Name Type Description Default
timeout int

Request timeout in seconds

30
max_retries int

Maximum number of retry attempts

3
retry_delay float

Delay between retries in seconds

1.0
transcript_batch_size int

Batch size for transcript queries

50
cache_manager CacheManager | None

Optional cache manager instance

None

calculate_gene_coverage

calculate_gene_coverage(gene_start, gene_end, padding=0)
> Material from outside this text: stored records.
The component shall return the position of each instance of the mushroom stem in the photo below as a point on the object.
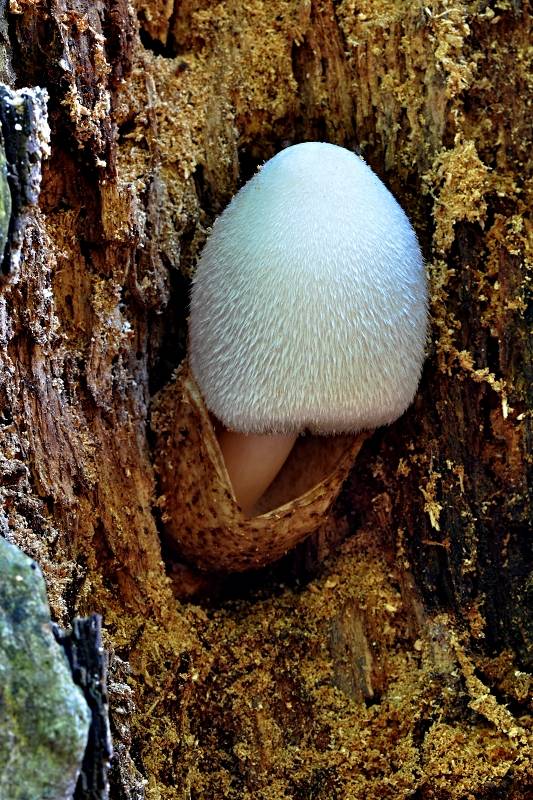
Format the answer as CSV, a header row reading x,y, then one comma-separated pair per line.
x,y
253,461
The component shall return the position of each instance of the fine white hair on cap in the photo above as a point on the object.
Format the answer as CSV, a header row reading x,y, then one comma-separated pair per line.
x,y
309,304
Calculate gene coverage including padding.

Parameters:

Name Type Description Default
gene_start int

Gene start position

required
gene_end int

Gene end position

required
padding int

Padding to add on both sides (in base pairs)

0

Returns:

Type Description
int | None

Total gene coverage in base pairs or None if calculation fails

calculate_gene_size

calculate_gene_size(gene_symbol, species='human')

Calculate the genomic size of a gene (end - start + 1).

Parameters:

Name Type Description Default
gene_symbol str

Gene symbol

required
species str

Species name (default: "human")

'human'

Returns:

Type Description
int | None

Gene size in base pairs or None if not found

calculate_transcript_coverage

calculate_transcript_coverage(transcript_data, padding=0)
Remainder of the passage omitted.